In the first integration step the expression profiles of 400 genes were mapped onto the image representing four stages of seed development in tissue resolution (Figure 4A, full resolution image in File S3 in Supplementary Material). On the basis of this visualization, visual clustering, and screening enable the fast exploration and interpretation of the dataset and allow for selection of genes with specific expression patterns (e.g., stage- or tissue-specific expression).

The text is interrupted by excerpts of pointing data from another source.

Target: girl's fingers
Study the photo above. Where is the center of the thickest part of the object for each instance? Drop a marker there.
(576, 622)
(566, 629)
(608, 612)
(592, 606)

In Arabidopsis four genetic loci, LEAFY COTYLEDON1 (LEC1), LEAFY COTYLEDON2 (LEC2), FUSCA3 (FUS3), and ABSCISIC ACID INSENSITIVE3 (ABI3) are considered to regulate main processes of embryogenesis and seed maturation (for review see Santos-Mendoza et al., 2008). The four TF constitute a network of distinct but partially redundant pathways which have been analyzed by the genetic, molecular, and phenotypic characterization of single and multiple mutants (To et al., 2006). The corresponding manually curated gene-regulatory network in the SBGN Process Description language (Moodie et al., 2011) was derived from the RIMAS web portal (Junker et al., 2010). The expression profiles of the four TF were integrated as color-coded seed images into the respective network nodes (Figure 4B; File S3 in Supplementary Material). This integrated graph allows for a fast comparative visual analysis of the expression patterns of TF in the context of a regulatory cascade with LEC1 being hierarchical superior in comparison to the remaining three factors. LEC1 and LEC2 expression is mainly occurring during the early seed stages. Similar expression patterns of ABI3 and FUS3, with respect to expression in the embryo and the micropylar endosperm, indicate that regulatory interactions between these factors take place during early stages. The expression of ABI3 and FUS3 in the later stages of seed development is secured by positive autoregulatory loops.
Discussion
The present approach for integrative visualization of multimodal abstract data provides interactive, visual representations of data to amplify cognition and follows typical recommendations regarding the design of Information Visualization (InfoVis) applications (Card et al., 1999; Carr, 1999; Ward et al., 2010). It provides compact graphical representations of large datasets, which enable the scientist to discover interesting patterns or functional relationships.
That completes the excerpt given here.